# Anyone know about buying REO?



## Ruralnurse (Jun 23, 2011)

I am looking at some property that was advertised a few months ago by a realtor for the owner. Then just a few days ago it is now listed as bank owned due to foreclosure.

I don't know much about this. Has anyone ever done this? I have read that often these properties can go for much less than asking price because the bank wants to unload it ASAP. Things are not moving in this area now anyway, lots of unemployment and no one is buying.

It is raw land with only power to it, so no need to worry that a house is in poor shape.

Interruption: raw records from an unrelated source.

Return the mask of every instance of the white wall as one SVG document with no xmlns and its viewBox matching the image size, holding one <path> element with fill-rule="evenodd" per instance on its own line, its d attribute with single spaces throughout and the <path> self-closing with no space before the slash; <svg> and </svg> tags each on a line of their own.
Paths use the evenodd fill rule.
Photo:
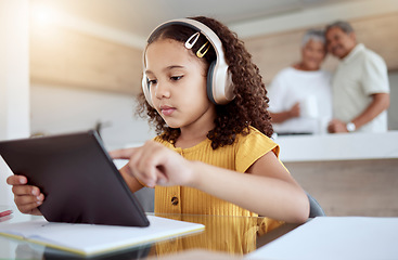
<svg viewBox="0 0 398 260">
<path fill-rule="evenodd" d="M 398 130 L 398 72 L 389 72 L 390 104 L 388 109 L 388 128 Z"/>
<path fill-rule="evenodd" d="M 29 135 L 28 0 L 0 1 L 0 141 Z M 0 205 L 12 205 L 0 158 Z"/>
</svg>

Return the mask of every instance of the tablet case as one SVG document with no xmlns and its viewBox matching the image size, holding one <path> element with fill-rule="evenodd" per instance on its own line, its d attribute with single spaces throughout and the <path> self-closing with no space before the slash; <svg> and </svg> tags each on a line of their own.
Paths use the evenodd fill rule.
<svg viewBox="0 0 398 260">
<path fill-rule="evenodd" d="M 2 141 L 0 155 L 44 194 L 50 222 L 150 224 L 95 131 Z"/>
</svg>

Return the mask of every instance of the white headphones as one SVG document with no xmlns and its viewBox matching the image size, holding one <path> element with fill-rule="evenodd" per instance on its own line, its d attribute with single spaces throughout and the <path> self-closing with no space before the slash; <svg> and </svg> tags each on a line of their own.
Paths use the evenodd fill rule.
<svg viewBox="0 0 398 260">
<path fill-rule="evenodd" d="M 219 105 L 223 105 L 232 101 L 235 95 L 233 94 L 233 83 L 231 74 L 228 70 L 226 63 L 222 43 L 218 36 L 206 25 L 190 18 L 171 20 L 157 26 L 150 35 L 150 37 L 158 29 L 164 28 L 172 24 L 185 25 L 193 29 L 201 31 L 207 40 L 211 43 L 216 51 L 217 60 L 213 62 L 207 73 L 207 96 L 208 99 Z M 143 77 L 142 77 L 142 90 L 145 99 L 151 106 L 153 106 L 150 83 L 145 75 L 145 51 L 143 53 Z"/>
</svg>

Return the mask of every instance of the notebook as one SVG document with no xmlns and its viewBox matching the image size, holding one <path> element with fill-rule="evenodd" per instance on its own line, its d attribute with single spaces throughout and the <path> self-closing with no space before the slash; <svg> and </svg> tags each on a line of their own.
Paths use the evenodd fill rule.
<svg viewBox="0 0 398 260">
<path fill-rule="evenodd" d="M 0 155 L 44 194 L 50 222 L 150 224 L 95 131 L 2 141 Z"/>
<path fill-rule="evenodd" d="M 0 235 L 51 248 L 95 256 L 204 230 L 203 224 L 147 216 L 149 226 L 118 226 L 47 222 L 43 219 L 0 223 Z"/>
</svg>

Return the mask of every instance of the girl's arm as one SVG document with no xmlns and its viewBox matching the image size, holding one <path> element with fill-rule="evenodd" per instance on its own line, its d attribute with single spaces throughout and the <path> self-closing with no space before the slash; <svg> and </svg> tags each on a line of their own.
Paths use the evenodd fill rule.
<svg viewBox="0 0 398 260">
<path fill-rule="evenodd" d="M 129 171 L 129 167 L 126 165 L 119 170 L 123 179 L 129 186 L 132 193 L 139 191 L 143 185 L 133 177 L 133 174 Z"/>
<path fill-rule="evenodd" d="M 153 141 L 142 147 L 115 151 L 111 156 L 129 159 L 125 173 L 147 186 L 192 186 L 286 222 L 305 222 L 309 214 L 307 195 L 272 152 L 259 158 L 246 173 L 187 160 Z"/>
<path fill-rule="evenodd" d="M 260 157 L 245 174 L 198 161 L 192 165 L 193 187 L 272 219 L 291 223 L 308 219 L 306 193 L 273 152 Z"/>
</svg>

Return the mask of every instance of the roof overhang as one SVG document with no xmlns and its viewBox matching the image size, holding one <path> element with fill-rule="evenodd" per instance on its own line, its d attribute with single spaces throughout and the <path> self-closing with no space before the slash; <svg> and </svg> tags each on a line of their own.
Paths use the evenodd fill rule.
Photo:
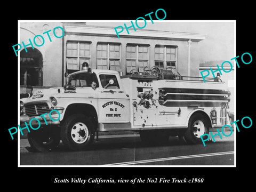
<svg viewBox="0 0 256 192">
<path fill-rule="evenodd" d="M 78 34 L 81 35 L 103 36 L 116 37 L 117 36 L 114 28 L 103 28 L 90 26 L 65 26 L 64 29 L 66 34 Z M 166 31 L 147 30 L 136 29 L 129 30 L 128 34 L 124 29 L 119 34 L 121 38 L 140 38 L 149 39 L 165 39 L 169 40 L 187 41 L 191 39 L 193 42 L 199 42 L 205 39 L 206 35 L 197 33 L 180 33 Z"/>
</svg>

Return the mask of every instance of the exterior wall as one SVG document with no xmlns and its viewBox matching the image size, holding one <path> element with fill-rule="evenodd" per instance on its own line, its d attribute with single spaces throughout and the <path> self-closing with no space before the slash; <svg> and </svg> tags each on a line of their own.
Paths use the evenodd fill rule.
<svg viewBox="0 0 256 192">
<path fill-rule="evenodd" d="M 30 38 L 35 49 L 38 50 L 43 56 L 43 86 L 61 86 L 62 85 L 62 38 L 57 38 L 53 33 L 53 29 L 56 27 L 62 27 L 61 22 L 20 22 L 20 42 L 22 45 L 23 42 L 25 45 L 29 43 Z M 52 42 L 47 37 L 46 34 L 43 33 L 52 30 L 49 33 Z M 57 31 L 57 30 L 56 30 Z M 36 35 L 41 35 L 45 40 L 44 44 L 41 46 L 37 46 L 34 43 L 34 38 Z M 38 37 L 37 37 L 38 38 Z M 42 43 L 42 39 L 36 40 L 38 44 Z M 31 45 L 26 47 L 31 47 Z M 22 46 L 22 49 L 24 50 Z M 23 86 L 23 89 L 20 90 L 21 93 L 26 93 L 26 89 L 34 90 L 38 86 Z M 26 87 L 27 89 L 26 89 Z M 28 88 L 29 87 L 29 88 Z M 40 88 L 41 86 L 40 86 Z"/>
<path fill-rule="evenodd" d="M 64 28 L 65 36 L 57 38 L 53 34 L 53 29 L 58 26 Z M 69 27 L 66 31 L 65 27 Z M 70 29 L 70 28 L 72 29 Z M 71 41 L 88 41 L 91 42 L 91 62 L 92 68 L 97 68 L 97 45 L 98 42 L 116 43 L 121 44 L 121 66 L 124 74 L 126 72 L 126 47 L 127 44 L 147 44 L 149 46 L 149 67 L 155 66 L 155 47 L 156 45 L 171 45 L 177 47 L 178 71 L 183 76 L 188 74 L 188 41 L 191 38 L 190 75 L 198 76 L 199 56 L 196 54 L 197 44 L 204 39 L 204 36 L 199 34 L 189 33 L 175 33 L 166 31 L 151 31 L 138 30 L 131 31 L 130 35 L 121 36 L 118 38 L 114 33 L 114 29 L 94 27 L 94 29 L 100 32 L 90 32 L 90 27 L 85 23 L 61 22 L 22 22 L 20 21 L 20 42 L 22 44 L 29 43 L 30 38 L 35 49 L 42 53 L 43 57 L 43 84 L 41 86 L 21 86 L 20 93 L 31 93 L 38 89 L 45 89 L 52 86 L 62 86 L 65 84 L 64 73 L 66 71 L 67 42 Z M 87 28 L 88 28 L 88 30 Z M 49 33 L 52 42 L 50 42 L 47 34 L 43 33 L 52 30 Z M 87 30 L 89 32 L 87 32 Z M 114 31 L 114 33 L 113 33 Z M 33 42 L 36 35 L 44 37 L 45 42 L 41 46 L 37 46 Z M 37 42 L 42 42 L 42 39 L 36 39 Z M 39 43 L 38 43 L 39 44 Z M 27 47 L 31 47 L 31 45 Z M 22 47 L 20 51 L 24 50 Z"/>
<path fill-rule="evenodd" d="M 70 25 L 70 24 L 69 24 Z M 159 37 L 150 36 L 129 36 L 129 35 L 121 37 L 118 38 L 116 35 L 113 35 L 109 33 L 109 35 L 106 34 L 92 34 L 86 31 L 86 27 L 85 26 L 81 28 L 74 28 L 70 29 L 70 26 L 67 29 L 63 39 L 63 57 L 64 57 L 64 69 L 66 70 L 66 53 L 67 43 L 69 41 L 88 42 L 91 42 L 91 67 L 92 69 L 97 68 L 97 46 L 98 43 L 118 43 L 121 44 L 121 66 L 122 72 L 123 74 L 126 73 L 126 47 L 127 44 L 147 44 L 149 47 L 149 68 L 155 66 L 155 47 L 156 45 L 175 46 L 177 47 L 177 65 L 178 71 L 183 76 L 188 76 L 188 50 L 187 38 L 175 39 L 172 38 L 159 38 Z M 65 25 L 64 25 L 65 29 Z M 107 30 L 107 29 L 106 29 Z M 66 29 L 65 29 L 66 31 Z M 157 31 L 155 32 L 156 34 Z M 135 34 L 136 32 L 134 32 Z M 152 33 L 153 34 L 153 33 Z M 199 69 L 199 56 L 194 54 L 194 52 L 198 51 L 194 50 L 197 44 L 201 39 L 192 41 L 190 46 L 190 73 L 189 75 L 198 77 Z M 66 70 L 65 70 L 66 71 Z M 128 72 L 128 71 L 127 71 Z M 65 79 L 63 79 L 63 82 Z"/>
</svg>

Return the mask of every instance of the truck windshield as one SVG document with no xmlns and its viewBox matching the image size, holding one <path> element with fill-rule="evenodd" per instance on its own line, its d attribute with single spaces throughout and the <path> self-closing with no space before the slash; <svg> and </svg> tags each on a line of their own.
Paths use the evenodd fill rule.
<svg viewBox="0 0 256 192">
<path fill-rule="evenodd" d="M 91 87 L 92 82 L 97 84 L 96 87 L 99 87 L 96 74 L 94 73 L 83 73 L 71 75 L 68 79 L 68 84 L 77 87 Z"/>
</svg>

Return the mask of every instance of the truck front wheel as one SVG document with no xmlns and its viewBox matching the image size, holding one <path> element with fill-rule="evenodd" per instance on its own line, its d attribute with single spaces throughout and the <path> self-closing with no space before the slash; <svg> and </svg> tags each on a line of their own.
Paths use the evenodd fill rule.
<svg viewBox="0 0 256 192">
<path fill-rule="evenodd" d="M 63 143 L 73 150 L 84 150 L 94 139 L 94 125 L 83 114 L 68 117 L 61 126 L 60 135 Z"/>
<path fill-rule="evenodd" d="M 28 133 L 28 140 L 31 146 L 31 151 L 47 152 L 55 149 L 60 143 L 60 133 L 58 127 L 51 130 L 42 128 Z"/>
</svg>

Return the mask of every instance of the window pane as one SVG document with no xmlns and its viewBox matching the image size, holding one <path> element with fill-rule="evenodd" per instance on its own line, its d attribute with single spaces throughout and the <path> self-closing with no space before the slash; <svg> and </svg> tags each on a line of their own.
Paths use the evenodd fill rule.
<svg viewBox="0 0 256 192">
<path fill-rule="evenodd" d="M 135 60 L 126 60 L 126 72 L 129 73 L 132 69 L 137 70 Z"/>
<path fill-rule="evenodd" d="M 143 72 L 144 68 L 148 66 L 148 61 L 139 61 L 138 65 L 139 65 L 139 71 Z"/>
<path fill-rule="evenodd" d="M 86 62 L 88 63 L 88 66 L 91 68 L 91 62 L 90 62 L 90 59 L 80 59 L 79 60 L 79 65 L 80 66 L 80 70 L 82 70 L 82 64 L 84 62 Z"/>
<path fill-rule="evenodd" d="M 136 58 L 136 47 L 128 45 L 126 47 L 126 58 L 135 59 Z"/>
<path fill-rule="evenodd" d="M 97 59 L 97 69 L 108 69 L 107 59 Z"/>
<path fill-rule="evenodd" d="M 175 60 L 175 54 L 172 54 L 171 55 L 171 60 Z"/>
<path fill-rule="evenodd" d="M 78 70 L 77 59 L 76 58 L 67 58 L 67 68 L 68 69 Z"/>
<path fill-rule="evenodd" d="M 139 59 L 147 59 L 148 58 L 148 47 L 139 47 Z"/>
<path fill-rule="evenodd" d="M 68 56 L 77 56 L 77 43 L 67 43 L 67 55 Z"/>
<path fill-rule="evenodd" d="M 161 69 L 164 69 L 164 62 L 163 61 L 155 61 L 155 65 Z"/>
<path fill-rule="evenodd" d="M 118 58 L 119 57 L 119 45 L 109 45 L 109 57 L 110 58 Z"/>
<path fill-rule="evenodd" d="M 90 43 L 80 43 L 79 55 L 81 57 L 90 56 Z"/>
<path fill-rule="evenodd" d="M 121 70 L 119 60 L 109 60 L 109 66 L 110 70 L 114 70 L 117 71 L 120 71 Z"/>
</svg>

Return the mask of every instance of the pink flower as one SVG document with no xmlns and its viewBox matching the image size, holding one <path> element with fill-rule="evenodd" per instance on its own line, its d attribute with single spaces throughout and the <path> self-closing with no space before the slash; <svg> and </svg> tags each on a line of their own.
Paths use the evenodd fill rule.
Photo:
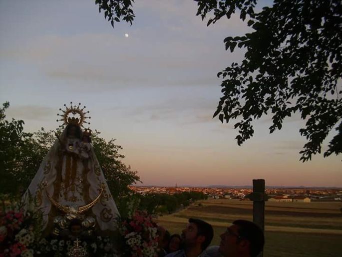
<svg viewBox="0 0 342 257">
<path fill-rule="evenodd" d="M 14 217 L 15 217 L 15 218 L 17 218 L 18 220 L 21 218 L 22 217 L 22 212 L 16 212 L 14 214 Z"/>
</svg>

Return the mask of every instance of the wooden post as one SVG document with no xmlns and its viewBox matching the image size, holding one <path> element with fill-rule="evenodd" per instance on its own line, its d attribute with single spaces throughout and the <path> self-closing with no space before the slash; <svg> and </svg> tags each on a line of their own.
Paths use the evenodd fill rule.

Any thoughts or advice about trying to purchase REO property.

Thanks,
Ruralnurse


----------



## rickfrosty (Jun 19, 2008)

Hi, I'm a realtor & I can tell you that buying real estate owned (by banks) can take patience, but you should get a great bargain.
Bank will probably want you fully qualified, very straightforward offer, close quickly. I'm sure that if you waved cash under their nose it would work !
They are all different, sometimes the big one's left hand doesn't know what right hand is doing, confusing, takes patience, continued politeness, but may be well worth while.


----------



## Parttimefarmer (May 5, 2011)

We have bought a REO. They do like straightforward offers and one hand didn't know what the other was doing more than not. My house didn't go for much less than asking because they priced it at a realistic price, not what was owed or they hoped to get. It was a good deal though, less than half the previous mortgage balance.


----------



## Navgatr (Aug 3, 2011)

We purchased our homestead last fall. (With house and outbuildings). Got it for 1/2 price in the end, but it did take patience. Over a year went by between the trustee's sale and our closing. Good luck. At least with your land you do not have to worry about condition of house or buildings. No surprises!


----------



## Ruralnurse (Jun 23, 2011)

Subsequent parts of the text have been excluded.